Long intergenic noncoding RNAs (lincRNAs) are a relatively new class of non-coding RNAs that have the potential as cancer biomarkers. To seek a panel of lincRNAs as pan-cancer biomarkers, researchers at the University of Hawaii at Manoa have analyzed transcriptomes from over 3300 cancer samples with clinical information. Compared to mRNA, lincRNAs exhibit significantly higher tissue specificities that are then diminished in cancer tissues. Moreover, lincRNA clustering results accurately classify tumor subtypes. Using RNA-Seq data from thousands of paired tumor and adjacent normal samples in The Cancer Genome Atlas (TCGA), the researchers identify six lincRNAs as potential pan-cancer diagnostic biomarkers (PCAN-1 to PCAN-6). These lincRNAs are robustly validated using cancer samples from four independent RNA-Seq data sets, and are verified by qPCR in both primary breast cancers and MCF-7 cell line. Interestingly, the expression levels of these six lincRNAs are also associated with prognosis in various cancers.
The researchers further experimentally explored the growth and migration dependence of breast and colon cancer cell lines on two of the identified lncRNAs. This study highlights the emerging role of lincRNAs as potentially powerful and biologically functional pan-cancer biomarkers and represents a significant leap forward in understanding the biological and clinical functions of lincRNAs in cancers.
The pan-cancer diagnostic model for the lincRNA panel
(a) The classification of the lincRNA panel was based on a computational RNA-Seq pipeline.
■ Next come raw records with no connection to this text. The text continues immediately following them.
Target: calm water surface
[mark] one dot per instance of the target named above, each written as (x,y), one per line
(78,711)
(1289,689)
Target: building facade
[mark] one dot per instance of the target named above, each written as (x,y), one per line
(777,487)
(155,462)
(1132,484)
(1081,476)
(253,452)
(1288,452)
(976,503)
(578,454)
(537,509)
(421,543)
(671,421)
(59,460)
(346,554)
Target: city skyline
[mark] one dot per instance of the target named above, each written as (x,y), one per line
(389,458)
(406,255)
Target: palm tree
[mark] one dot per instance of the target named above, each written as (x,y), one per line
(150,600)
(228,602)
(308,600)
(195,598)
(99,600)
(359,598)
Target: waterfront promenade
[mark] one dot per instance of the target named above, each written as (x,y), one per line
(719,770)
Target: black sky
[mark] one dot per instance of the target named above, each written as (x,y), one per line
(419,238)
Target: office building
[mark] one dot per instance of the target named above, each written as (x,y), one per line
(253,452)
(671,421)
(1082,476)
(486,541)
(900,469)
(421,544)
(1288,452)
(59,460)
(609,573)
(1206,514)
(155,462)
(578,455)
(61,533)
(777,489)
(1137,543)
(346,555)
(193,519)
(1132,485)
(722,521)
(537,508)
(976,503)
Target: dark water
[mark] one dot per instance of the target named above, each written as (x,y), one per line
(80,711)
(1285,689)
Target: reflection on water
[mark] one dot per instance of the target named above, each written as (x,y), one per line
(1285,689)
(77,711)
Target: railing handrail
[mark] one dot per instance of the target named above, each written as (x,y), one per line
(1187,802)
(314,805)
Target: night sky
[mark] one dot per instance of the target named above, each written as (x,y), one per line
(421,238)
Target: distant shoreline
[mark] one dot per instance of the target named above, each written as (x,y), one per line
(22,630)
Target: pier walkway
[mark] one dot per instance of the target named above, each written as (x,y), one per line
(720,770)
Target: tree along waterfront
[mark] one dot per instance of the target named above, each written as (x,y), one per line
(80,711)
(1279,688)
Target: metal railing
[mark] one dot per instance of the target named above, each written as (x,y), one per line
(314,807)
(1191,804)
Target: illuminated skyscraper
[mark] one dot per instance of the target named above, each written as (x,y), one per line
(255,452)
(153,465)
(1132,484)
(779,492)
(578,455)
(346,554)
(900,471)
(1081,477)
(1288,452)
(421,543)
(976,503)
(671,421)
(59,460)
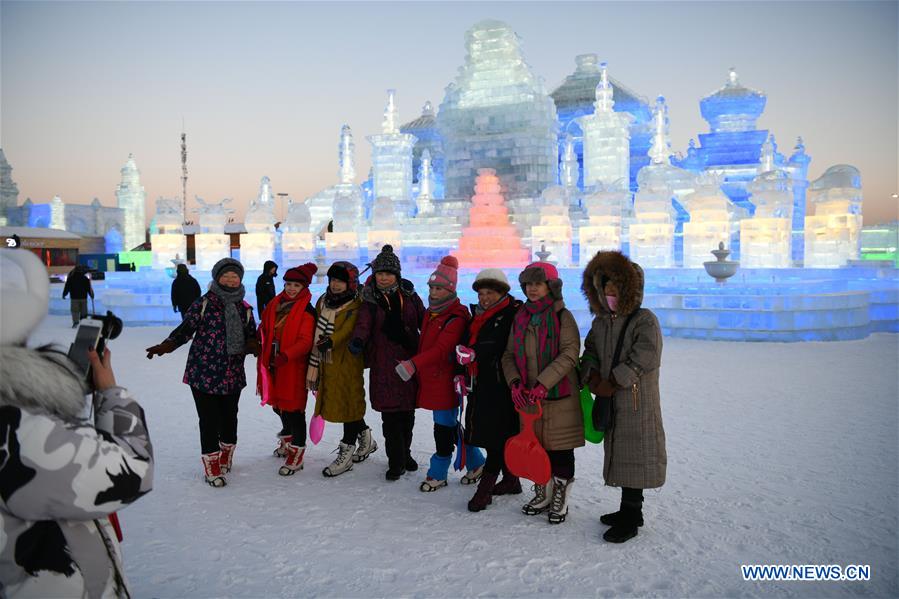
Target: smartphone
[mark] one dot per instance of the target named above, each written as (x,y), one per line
(86,338)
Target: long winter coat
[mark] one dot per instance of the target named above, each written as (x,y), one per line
(284,387)
(635,454)
(490,417)
(562,423)
(209,367)
(185,291)
(61,476)
(341,389)
(387,391)
(435,361)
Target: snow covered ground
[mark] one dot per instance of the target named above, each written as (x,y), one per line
(778,454)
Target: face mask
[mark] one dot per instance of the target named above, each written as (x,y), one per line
(612,301)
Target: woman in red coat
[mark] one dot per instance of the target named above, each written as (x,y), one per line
(286,333)
(442,329)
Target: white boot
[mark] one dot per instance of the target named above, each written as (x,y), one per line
(541,501)
(366,446)
(558,508)
(343,461)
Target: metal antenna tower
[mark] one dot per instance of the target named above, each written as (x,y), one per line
(183,172)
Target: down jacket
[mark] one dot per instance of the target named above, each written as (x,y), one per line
(436,357)
(62,475)
(635,454)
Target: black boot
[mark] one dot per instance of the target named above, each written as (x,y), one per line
(629,520)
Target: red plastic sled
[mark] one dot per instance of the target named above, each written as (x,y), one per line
(525,457)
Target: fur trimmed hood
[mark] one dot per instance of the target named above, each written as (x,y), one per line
(41,380)
(627,276)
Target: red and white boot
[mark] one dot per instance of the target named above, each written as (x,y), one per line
(294,460)
(281,449)
(227,456)
(212,469)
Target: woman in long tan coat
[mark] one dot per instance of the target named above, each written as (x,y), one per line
(335,373)
(540,365)
(635,457)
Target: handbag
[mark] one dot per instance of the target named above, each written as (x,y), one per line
(602,414)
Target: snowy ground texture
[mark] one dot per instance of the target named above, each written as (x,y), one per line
(778,454)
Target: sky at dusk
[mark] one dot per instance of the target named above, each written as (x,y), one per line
(263,88)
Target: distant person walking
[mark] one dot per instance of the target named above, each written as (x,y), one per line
(78,285)
(185,290)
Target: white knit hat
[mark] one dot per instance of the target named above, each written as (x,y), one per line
(493,278)
(24,295)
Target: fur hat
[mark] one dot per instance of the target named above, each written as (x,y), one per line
(387,261)
(226,265)
(491,278)
(446,275)
(24,295)
(301,274)
(542,272)
(346,272)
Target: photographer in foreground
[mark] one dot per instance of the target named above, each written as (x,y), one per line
(62,475)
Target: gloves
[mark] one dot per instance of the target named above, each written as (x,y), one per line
(519,395)
(459,385)
(538,393)
(405,369)
(166,347)
(464,355)
(356,346)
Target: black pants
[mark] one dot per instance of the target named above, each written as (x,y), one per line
(562,463)
(293,424)
(351,431)
(397,428)
(218,419)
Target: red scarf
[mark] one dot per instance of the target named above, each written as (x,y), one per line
(475,326)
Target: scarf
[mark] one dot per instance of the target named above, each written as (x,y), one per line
(438,306)
(546,321)
(480,319)
(235,340)
(324,327)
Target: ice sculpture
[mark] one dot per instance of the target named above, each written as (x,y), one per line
(211,244)
(605,208)
(131,197)
(606,138)
(832,234)
(765,238)
(257,245)
(497,114)
(575,100)
(385,227)
(490,240)
(168,241)
(391,158)
(297,242)
(711,214)
(553,234)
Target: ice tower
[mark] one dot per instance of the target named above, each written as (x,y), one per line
(576,98)
(606,138)
(130,196)
(496,114)
(391,157)
(9,191)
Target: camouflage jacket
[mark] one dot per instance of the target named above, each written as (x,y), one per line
(61,475)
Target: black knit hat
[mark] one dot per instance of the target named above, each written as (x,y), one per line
(386,261)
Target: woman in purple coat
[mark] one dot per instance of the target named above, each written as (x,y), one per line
(387,330)
(223,330)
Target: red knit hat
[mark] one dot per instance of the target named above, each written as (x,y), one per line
(301,274)
(446,275)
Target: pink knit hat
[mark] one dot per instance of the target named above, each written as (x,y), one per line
(446,275)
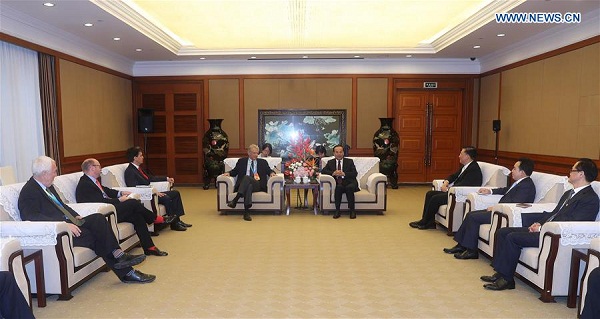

The TCGA data were split into 80% training and 20% testing subsets. Five out of the six lincRNAs were selected as predictive features using Correlation Feature Selection (CFS). Pan-cancer diagnostic models were constructed using four standard classification machine learning methods: Random Forest (RF), Linear Support Vector Machines (LSVM), Gaussian Support Vector Machines (GSVM) and Logistic Regression (L2-LR). The best model was chosen based on various metrics of the Receiver operating characteristic (ROC) curves, including Area Under the Curve (AUC), F-score, Matthew’s correlation coefficient (MCC) and Accuracy. (b) The performance of the classifier was analysed with the ROC curves on the TCGA hold-out testing data, based on the four classification methods mentioned above and (c) ROC curves of the top Random Forest model on four independent RNA-Seq validation datasets. (d) AUCs were calculated on the TCGA hold-out testing data in and the four validation datasets.